In 2018, Kroft suffered a foot injury in Week 5 and missed the next five games in hopes he could return. He was placed on injured reserve on November 16, 2018, officially ending his season. He played in five games and finished with four receptions for 36 yards.

===Buffalo Bills===
On March 13, 2019, Kroft signed a three-year $18.75 million contract with the Buffalo Bills. On May 20, on the first day of organized team activities, he broke his foot during practice, which required surgery. Kroft finished the season with six catches for 71 yards and a touchdown, which he scored during a Week 15 game against the Pittsburgh Steelers in the fourth quarter, allowing the Bills to win 17–10 and clinch a playoff spot.

In Week 3 of the 2020 season against the Los Angeles Rams, Kroft filled in for injured starter Dawson Knox, catching four passes for 24 yards and two touchdowns, including the game-winning score from Josh Allen as Buffalo won 35–32. Kroft was placed on the reserve/COVID-19 list by the team on November 14, 2020, and activated on November 19. He was placed back on the COVID-19 list on January 2, 2021, and activated again two days later. Overall, he finished the 2020 season with 12 receptions for 119 receiving yards and three receiving touchdowns.

===New York Jets===
Kroft signed a one-year contract with the New York Jets on March 22, 2021. On November 9, 2021, Kroft was placed on injured reserve after suffering a chest injury in Week 9. He was activated on December 18.

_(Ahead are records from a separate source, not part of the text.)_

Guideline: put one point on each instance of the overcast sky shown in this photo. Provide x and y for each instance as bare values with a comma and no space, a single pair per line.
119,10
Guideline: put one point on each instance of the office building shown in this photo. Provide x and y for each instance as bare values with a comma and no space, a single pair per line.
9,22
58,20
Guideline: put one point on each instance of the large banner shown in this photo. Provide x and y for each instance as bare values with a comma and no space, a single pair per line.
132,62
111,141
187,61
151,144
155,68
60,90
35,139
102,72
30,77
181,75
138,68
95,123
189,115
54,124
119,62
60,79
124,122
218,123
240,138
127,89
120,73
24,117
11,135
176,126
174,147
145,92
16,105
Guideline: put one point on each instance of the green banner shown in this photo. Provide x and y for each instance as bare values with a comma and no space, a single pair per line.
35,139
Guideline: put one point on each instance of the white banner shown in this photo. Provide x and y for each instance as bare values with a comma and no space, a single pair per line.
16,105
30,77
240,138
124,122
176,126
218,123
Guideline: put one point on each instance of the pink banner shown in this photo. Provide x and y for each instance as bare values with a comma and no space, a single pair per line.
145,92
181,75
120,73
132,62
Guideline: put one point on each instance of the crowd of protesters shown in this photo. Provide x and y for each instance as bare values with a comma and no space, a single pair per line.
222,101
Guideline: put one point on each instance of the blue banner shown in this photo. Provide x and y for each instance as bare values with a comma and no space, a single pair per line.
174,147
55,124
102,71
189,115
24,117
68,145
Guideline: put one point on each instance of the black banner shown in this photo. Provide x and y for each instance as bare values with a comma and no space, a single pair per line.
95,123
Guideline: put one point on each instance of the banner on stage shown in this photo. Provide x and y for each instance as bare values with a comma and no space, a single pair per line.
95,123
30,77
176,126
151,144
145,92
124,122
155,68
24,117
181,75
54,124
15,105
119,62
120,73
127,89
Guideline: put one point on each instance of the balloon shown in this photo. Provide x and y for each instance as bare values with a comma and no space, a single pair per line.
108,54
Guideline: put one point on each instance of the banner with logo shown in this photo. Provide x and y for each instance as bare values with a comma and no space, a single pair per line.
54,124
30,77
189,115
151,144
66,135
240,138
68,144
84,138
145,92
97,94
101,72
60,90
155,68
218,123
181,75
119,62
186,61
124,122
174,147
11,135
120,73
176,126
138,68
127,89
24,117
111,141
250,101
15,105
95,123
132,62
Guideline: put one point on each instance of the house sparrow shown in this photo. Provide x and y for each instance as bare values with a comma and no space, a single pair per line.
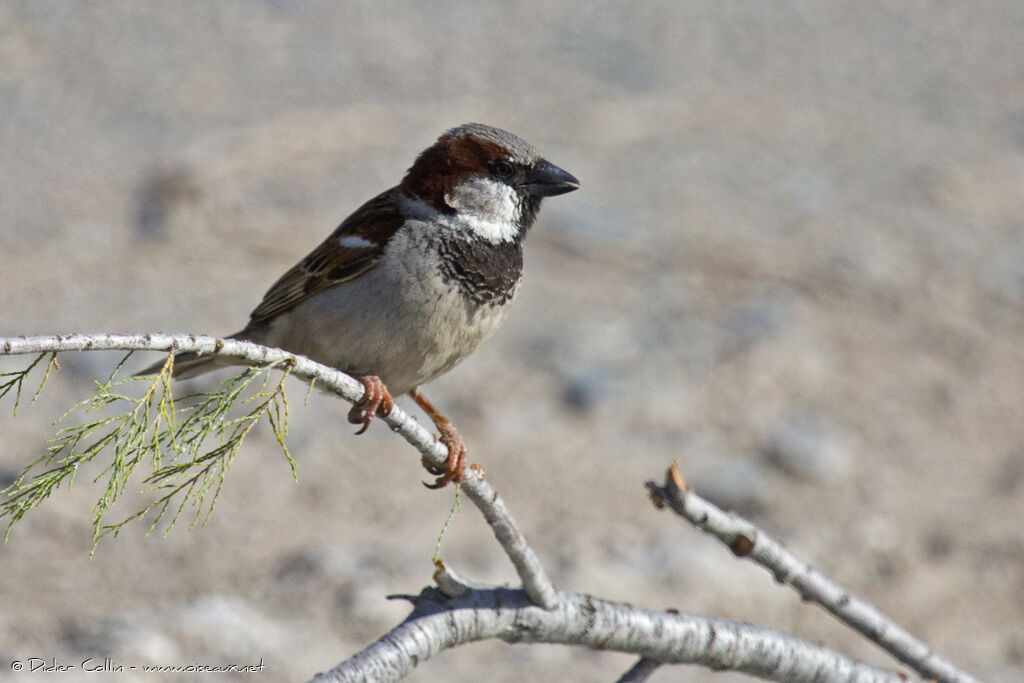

Kroft finished the season with 16 catches for 173 yards and a touchdown in nine games, starting six.

===San Francisco 49ers===
On May 23, 2022, Kroft signed with the 49ers. He was released by San Francisco during final roster cuts on August 30, but re–signed with the team the following day. He appeared in 11 games and started four in the 2022 season. Kroft was the subject of criticism following the NFC Championship Game against the Philadelphia Eagles, as he was lined up on the right side of the offensive line when Eagles edge rusher Haason Reddick collided with quarterback Brock Purdy's arm, resulting in a Ulnar collateral ligament injury of the elbow that led to Purdy being ruled out for the rest of the game. Many in the media attributed blame towards Kyle Shanahan's play-calling, citing it as confusing and negligent.

=== Miami Dolphins ===
On May 9, 2023, Kroft signed with the Miami Dolphins. He appeared in eight games with the Dolphins in the 2023 season.

==Career statistics==

===NFL===

| Year | Team | GP | Receiving |  |  |  |  |
| Rec | Yds | Avg | Lng | TD |
| 2015 | CIN | 16 | 11 | 129 | 11.7 | 22 | 1 |
| 2016 | CIN | 14 | 10 | 92 | 9.2 | 21 | 0 |
| 2017 | CIN | 13 | 42 | 404 | 9.6 | 59 | 7 |
| 2018 | CIN | 5 | 4 | 36 | 9.0 | 16 | 0 |
| 2019 | BUF | 11 | 6 | 71 | 11.8 | 20 | 1 |
| 2020 | BUF | 7 | 10 | 107 | 10.7 | 38 | 2 |
| 2021 | NYJ | 9 | 16 | 173 | 10.8 | 26 | 1 |
| 2022 | SF | 11 | 4 | 57 | 14.3 | 28 | 0 |
| 2023 | MIA | 8 | 0 | 0 | 0 | 0 | 0 |
| Career |  | 100 | 105 | 1,081 | 10.3 | 59 | 13 |

===College===

| Season | Team | GP | Receiving |  |  |  |
| Rec | Yds | Avg | TD |
| 2012 | Rutgers | 11 | 3 | 59 | 19.7 | 1 |
| 2013 | Rutgers | 13 | 43 | 573 | 13.3 | 4 |
| 2014 | Rutgers | 10 | 24 | 269 | 11.2 | 0 |
| Career |  | 34 | 70 | 901 | 12.9 | 5 |

==Personal life==
Kroft is married and has two children.